2. Introduction to HBase – A NoSQL DataBase
It is a non-relational column oriented distributed database that runs on top of HDFS. It is a NoSQL open source database which stores data in rows and columns. Cell is the intersection of rows and columns.
To track changes in the cell, versioning makes it possible to retrieve any version of contents. Versioning makes difference between HBase tables and RDBMS (Relational DataBase Management Syatem).
Each cell value includes a “version” attribute, which is nothing more than a timestamp identifying the cell. Each value in the map is an uninterrupted array of bytes.
The map is indexed by a row key, column key, and a timestamp. It’s Implementation are scalable, sparse, persistent, and multidimensional-sorted maps.
3. Need for HBase
As per Gartner analyst Merv Adrian, “Anyone who wants to keep data within an HDFS environment and wants to do anything other than brute-force reading of the entire file system [with MapReduce] needs to look at HBase. For random access, you need to have HBase.”
It allows fast random reads and writes that cannot be handled by Hadoop. Also relational databases cannot handle variety of data that is growing. In this manner, it finds huge application in industry.
4. Components of HBase Architecture
The main components of HBase are:
- It’s HMaster handles negotiating load balancing across all Region Servers and maintain the state of the Hadoop cluster. It is not part of the actual data storage or retrieval path.
- RegionServer are nodes that are deployed on each machine and hosts data and processes I/O requests.
- ZooKeeper is an open-source server which enables reliable distributed coordination. It is a centralized service that maintains configuration information, naming, providing distributed synchronization, and providing group services. Hence, It is not operational without ZooKeeper.
5. Characteristics of HBase
It has many features due to which it is very popular amoung industries. Goibibo uses it for customer profiling while Facebook Messenger uses it’s architecture. Many other companies like NetFlix, LinkedIn, Sears, Yahoo!, Flurry, and Adobe Explorys etc. also uses HBase in production. Its important features are:
It also provides consistent reads and writes. Hence, we can use it for high-speed requirements if we do not need RDBMS-supported features such as full transaction support or typed columns.
Since, supporting file system distributes the data, It offers transparent, automatic splitting, and redistribution of its content.
c) High Availability
It also supports LAN and WAN failover and recovery. At the core, there is a master server, which handles monitoring the region servers and all metadata for the cluster.
d) Client API
It also offers programmatic access through Java APIs
6. Storing Big Data with HBase
It is a NoSQL database which does not understand structured query and also well suited for sparse data set. It also updates efficiently for sequential or batch write, update, or delete. Also stores data in-memory and has low latency.
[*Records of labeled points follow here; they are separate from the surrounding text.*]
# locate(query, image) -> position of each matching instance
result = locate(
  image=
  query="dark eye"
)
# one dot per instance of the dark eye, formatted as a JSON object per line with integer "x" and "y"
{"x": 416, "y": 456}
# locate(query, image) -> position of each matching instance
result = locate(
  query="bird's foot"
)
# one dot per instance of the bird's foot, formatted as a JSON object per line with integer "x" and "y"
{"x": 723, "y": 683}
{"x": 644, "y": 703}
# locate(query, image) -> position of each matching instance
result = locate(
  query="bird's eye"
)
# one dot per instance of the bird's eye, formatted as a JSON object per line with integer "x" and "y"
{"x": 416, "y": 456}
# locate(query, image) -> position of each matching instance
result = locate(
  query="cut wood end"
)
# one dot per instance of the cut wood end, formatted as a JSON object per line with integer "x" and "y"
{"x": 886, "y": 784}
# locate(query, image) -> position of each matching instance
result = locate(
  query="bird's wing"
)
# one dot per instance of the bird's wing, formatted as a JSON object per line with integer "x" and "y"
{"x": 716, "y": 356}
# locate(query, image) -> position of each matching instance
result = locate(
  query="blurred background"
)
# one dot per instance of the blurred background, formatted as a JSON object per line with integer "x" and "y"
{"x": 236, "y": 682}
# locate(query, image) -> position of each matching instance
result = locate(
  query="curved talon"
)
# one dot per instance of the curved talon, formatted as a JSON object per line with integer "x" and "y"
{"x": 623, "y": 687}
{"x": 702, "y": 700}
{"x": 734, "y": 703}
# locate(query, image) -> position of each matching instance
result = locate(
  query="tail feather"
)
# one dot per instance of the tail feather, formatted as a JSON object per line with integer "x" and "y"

Hence, HBase is useful when large amounts of information need to be stored, updated, and processed often at high speed. For examples lookups and large scans of the data.
It can also stores reference data (demographic data, IP address geolocation lookup tables, and product dimensional data), thus make it available for Hadoop tasks.
7. HBase Cluster Prerequisites
To run this, an Amazon EMR cluster should meet certain requirements:
- It runs only on persistent clusters, which are created by the Amazon EMR command line interface (CLI) and Amazon EMR console.
- An Amazon EC2 key pair must be set at the time of creating the HBase cluster. It’s shell needs the Secure Shell (SSH) network protocol to connect with the master node.
- It’s clusters are supported on the beta version AMI and Hadoop 20.205 or later.
- The CLI and Amazon EMR console automatically set the correct AMI on it’s clusters.
- It supports the following instance types: m1.large, m1.xlarge, c1.xlarge, m2.2xlarge, m2.4xlarge, cc1.4xlarge, cc2.8xlarge, hi1.4xlarge, or hs1.8xlarge.